Mauricio Suárez (47:09.654)
Yeah, I mean, that's a wonderful question. I have some, in the book, I even showed some paintings from the history of art. If you've looked at the book, there's a kind of a belathke, and I have discussions of Francis Bacon's paintings. So I think there's a deep connection between these discussions and philosophy of art. And again, this is an aspect of the book that I think is quite novel and original and sort of trying to break new ground.
So I'm not the only person who's made this claim, but there's just a few of us making this claim and articulating it, and I have a way of articulating this claim in the book. So yes, I I think there are very similar issues coming up in the philosophy of art and the way which we study art, which again invites us to think from the bottom up, starting up with the practice of artists and artisans.
and then building up philosophical theory that respects that practice. So for instance, one of the outcomes of this comparison between art and science that I discuss in the book is that mirror accounts, mirroring accounts of representation are no good for either scientific or artistic representation. A piece of art doesn't represent its target situation just by trying or attempting to be a perfect copy of
That would be misleading and not very interesting way of approaching art, even representational, clearly representational art. Often a piece of art describes its target by mischaracterizing it, caricaturizing it, simplifying in different ways, and abstracting certain features from the situation of particular interest. And so it focuses on particular...
features of interest in the target systems, as opposed to just attempting to be a perfect copy in every single detail of the situation that it describes. Even very realistic art, when you think about it, is not really an attempt to a mirror perfect copy of the target situation, but will introduce distortions in different ways that will make it more realistic.
Mauricio Suárez (49:36.204)
So I think they're really wonderful parallels and just as we cannot understand art as merely copying nature, but it's much more a way of inquiring intelligently into what nature provides us with and the sort of resources that it provides us with. Similarly for scientific models, you kind of think of them as just merely replicating or copying.
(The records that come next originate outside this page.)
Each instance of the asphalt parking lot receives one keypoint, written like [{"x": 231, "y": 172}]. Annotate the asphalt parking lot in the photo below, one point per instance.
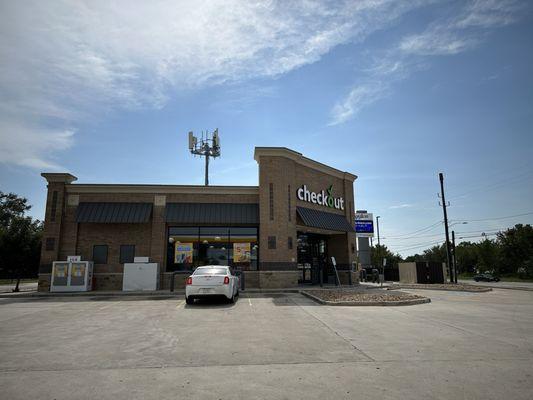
[{"x": 462, "y": 345}]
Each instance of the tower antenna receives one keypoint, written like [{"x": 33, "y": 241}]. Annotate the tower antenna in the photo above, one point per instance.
[{"x": 206, "y": 147}]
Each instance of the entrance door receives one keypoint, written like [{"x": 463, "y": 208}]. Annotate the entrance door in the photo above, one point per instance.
[{"x": 312, "y": 257}]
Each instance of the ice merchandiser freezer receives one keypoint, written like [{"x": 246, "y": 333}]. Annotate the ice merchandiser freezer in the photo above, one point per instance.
[
  {"x": 140, "y": 276},
  {"x": 71, "y": 276}
]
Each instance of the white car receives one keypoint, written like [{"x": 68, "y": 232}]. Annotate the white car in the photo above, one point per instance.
[{"x": 211, "y": 280}]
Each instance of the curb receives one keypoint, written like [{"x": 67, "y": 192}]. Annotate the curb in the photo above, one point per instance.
[
  {"x": 411, "y": 302},
  {"x": 480, "y": 290},
  {"x": 176, "y": 293}
]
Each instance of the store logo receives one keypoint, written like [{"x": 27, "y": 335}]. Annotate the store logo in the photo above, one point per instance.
[{"x": 324, "y": 198}]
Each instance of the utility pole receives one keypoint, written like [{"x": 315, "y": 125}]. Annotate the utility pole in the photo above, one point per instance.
[
  {"x": 454, "y": 259},
  {"x": 379, "y": 251},
  {"x": 448, "y": 255},
  {"x": 205, "y": 148}
]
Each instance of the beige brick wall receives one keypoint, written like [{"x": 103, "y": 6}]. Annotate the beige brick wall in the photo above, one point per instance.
[{"x": 284, "y": 172}]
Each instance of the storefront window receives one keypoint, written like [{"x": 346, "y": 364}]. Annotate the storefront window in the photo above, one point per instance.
[
  {"x": 190, "y": 247},
  {"x": 182, "y": 248}
]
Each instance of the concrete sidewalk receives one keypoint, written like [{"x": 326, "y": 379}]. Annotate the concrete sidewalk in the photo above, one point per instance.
[
  {"x": 500, "y": 285},
  {"x": 281, "y": 346}
]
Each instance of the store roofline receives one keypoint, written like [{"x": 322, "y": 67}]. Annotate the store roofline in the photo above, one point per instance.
[{"x": 301, "y": 159}]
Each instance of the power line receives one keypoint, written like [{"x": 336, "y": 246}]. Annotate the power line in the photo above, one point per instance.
[
  {"x": 427, "y": 228},
  {"x": 457, "y": 233},
  {"x": 494, "y": 219},
  {"x": 418, "y": 246}
]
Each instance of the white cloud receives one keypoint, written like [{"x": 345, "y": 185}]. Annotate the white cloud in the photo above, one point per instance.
[
  {"x": 359, "y": 97},
  {"x": 66, "y": 61},
  {"x": 31, "y": 146},
  {"x": 405, "y": 205},
  {"x": 444, "y": 37}
]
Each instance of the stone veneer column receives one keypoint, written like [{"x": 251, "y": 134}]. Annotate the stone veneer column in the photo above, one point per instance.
[
  {"x": 54, "y": 212},
  {"x": 158, "y": 243}
]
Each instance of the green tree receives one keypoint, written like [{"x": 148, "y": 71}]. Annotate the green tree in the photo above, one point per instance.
[
  {"x": 488, "y": 256},
  {"x": 466, "y": 255},
  {"x": 516, "y": 249},
  {"x": 435, "y": 254},
  {"x": 20, "y": 238}
]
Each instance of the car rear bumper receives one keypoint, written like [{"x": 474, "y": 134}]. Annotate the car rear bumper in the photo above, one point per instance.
[{"x": 207, "y": 291}]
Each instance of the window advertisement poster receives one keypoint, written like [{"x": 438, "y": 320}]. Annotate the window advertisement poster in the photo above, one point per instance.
[
  {"x": 78, "y": 270},
  {"x": 241, "y": 252},
  {"x": 61, "y": 270},
  {"x": 183, "y": 253}
]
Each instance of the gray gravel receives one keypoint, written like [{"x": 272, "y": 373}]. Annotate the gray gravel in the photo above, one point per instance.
[{"x": 339, "y": 295}]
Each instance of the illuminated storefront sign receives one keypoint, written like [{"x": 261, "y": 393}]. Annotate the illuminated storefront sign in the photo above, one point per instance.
[
  {"x": 323, "y": 198},
  {"x": 364, "y": 224}
]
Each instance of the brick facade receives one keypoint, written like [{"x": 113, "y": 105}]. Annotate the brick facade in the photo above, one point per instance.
[{"x": 281, "y": 173}]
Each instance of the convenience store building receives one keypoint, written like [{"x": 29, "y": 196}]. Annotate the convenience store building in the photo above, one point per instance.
[{"x": 281, "y": 233}]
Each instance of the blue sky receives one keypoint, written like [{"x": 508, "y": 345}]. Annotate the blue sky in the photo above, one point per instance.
[{"x": 392, "y": 91}]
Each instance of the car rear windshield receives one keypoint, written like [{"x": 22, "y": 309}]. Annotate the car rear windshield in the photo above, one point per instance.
[{"x": 213, "y": 271}]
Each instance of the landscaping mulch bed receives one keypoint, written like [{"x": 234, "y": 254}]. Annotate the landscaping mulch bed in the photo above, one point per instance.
[
  {"x": 456, "y": 287},
  {"x": 357, "y": 298}
]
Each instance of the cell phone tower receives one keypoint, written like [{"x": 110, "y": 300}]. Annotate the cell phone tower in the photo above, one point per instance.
[{"x": 205, "y": 147}]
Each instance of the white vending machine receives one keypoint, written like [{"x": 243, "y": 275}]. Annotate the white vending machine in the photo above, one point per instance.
[
  {"x": 140, "y": 275},
  {"x": 71, "y": 276}
]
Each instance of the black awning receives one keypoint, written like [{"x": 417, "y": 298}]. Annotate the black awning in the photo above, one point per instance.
[
  {"x": 324, "y": 220},
  {"x": 114, "y": 212},
  {"x": 212, "y": 213}
]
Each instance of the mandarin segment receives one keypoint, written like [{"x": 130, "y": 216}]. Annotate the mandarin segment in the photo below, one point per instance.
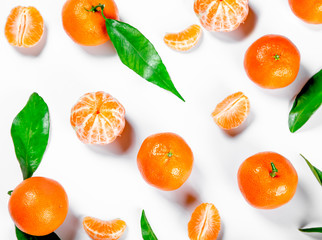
[
  {"x": 232, "y": 111},
  {"x": 104, "y": 230},
  {"x": 38, "y": 206},
  {"x": 204, "y": 223},
  {"x": 184, "y": 40},
  {"x": 221, "y": 15},
  {"x": 24, "y": 27},
  {"x": 260, "y": 187},
  {"x": 97, "y": 118},
  {"x": 165, "y": 161}
]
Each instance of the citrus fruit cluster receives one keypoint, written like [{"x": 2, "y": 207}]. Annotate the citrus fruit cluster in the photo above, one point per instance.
[{"x": 267, "y": 180}]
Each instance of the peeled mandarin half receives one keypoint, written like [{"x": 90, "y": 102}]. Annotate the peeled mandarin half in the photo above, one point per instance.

nature to the last ultimate detail, but you have to think of models as intelligent tools for intelligent inquiry into the nature of the target systems that they aim to describe. So there are wonderful parallels between scientific and artistic practice, their relation to philosophical theory, and I explore them in the book. And I have a long disquisition of what the main features of representation art are and why they are
perfectly analogous to many of features of scientific models and theories. Yes.
PJ (50:37.41)
Well, Dr. Suarez, again, I want to be respectful of time. I also encourage our audience to read the book. I really appreciate your work here. tell you it was a joy to have you on today. Thank you.
Mauricio Suárez (50:48.96)
Yeah, thank you so much. That was really a lot of fun and I really enjoyed myself. Yeah, thank you so much.